Aware that her cancer was incurable, Maynard decided she’d rather die on her own terms than go through unbearable pain and suffering.
A plan to die
She and her family moved from California to Oregon, where the state’s Death With Dignity Act allows people with a terminal illness to get life-ending medication from their doctor so they can die peacefully.
"I can't even tell you the amount of relief it provides me to know that I don't have to die the way it's been described to me that my brain tumor would take me on its own," she said.
Brittany Maynard set a date of November 1 and planned to die in her bedroom with her family by her side.
During her remaining time, she launched a campaign to raise awareness about the importance of choice in the right-to-die debate. She worked with Compassion and Choices, a leading nonprofit organization committed to helping people with their end-of-life choices.
She also spent time with her loved ones, traveling with them to the Grand Canyon, Yellowstone National Park and Alaska.
On Saturday, she took a lethal amount of drugs and died as she had wished: peacefully, surrounded by family, in the comfort of her home.
Maynard's decision to end her life was supported by George Eighmey, a board member of the Death With Dignity National Center, a nonprofit in Portland, Oregon, that promotes, passes and protects right-to-die laws.
But he told VOA that not everyone would agree with her choice.
"The main opposition is religious," he said. "So when it's a religious opposition, all I can say is: I respect your beliefs, I respect you. Please respect our option to use this law.
"The other opposition is generally from either physicians who believe that they shouldn’t be doing this because of their ethical standards or they believe that there may be abuses.
"Well, we have set up all these safeguards to prevent the abuses," he noted.
Requests outnumber assisted deaths
Whether terminally ill people should have the right to die is still an open question, said Cynda Rushton, a professor at Johns Hopkins' Berman Institute of Bioethics and School of Nursing in Baltimore, Maryland.
"Having a policy that allows people to have choices at the end of life does not then mean that everyone has to follow that particular path," Rushton said. "What we’ve learned in Oregon is that having a law has allowed people to request this process to be initiated, but actually a small number have ended up implementing that request."

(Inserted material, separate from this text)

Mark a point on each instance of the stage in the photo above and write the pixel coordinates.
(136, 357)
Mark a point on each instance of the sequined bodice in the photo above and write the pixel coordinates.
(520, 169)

From the law’s 1997 passage through January of this year, a total of 1,173 people had prescriptions written for lethal medications and 752 died from ingesting the drugs, according to the Oregon Public Health Division. Requests have steadily climbed, reaching 122 last year; of those, 71 led to assisted deaths.
Before she died, Brittany Maynard gave viewers of her YouTube video some advice about living.
"Seize the day," she said. "What’s important to you? What do you care about? What matters? Pursue that. Forget the rest."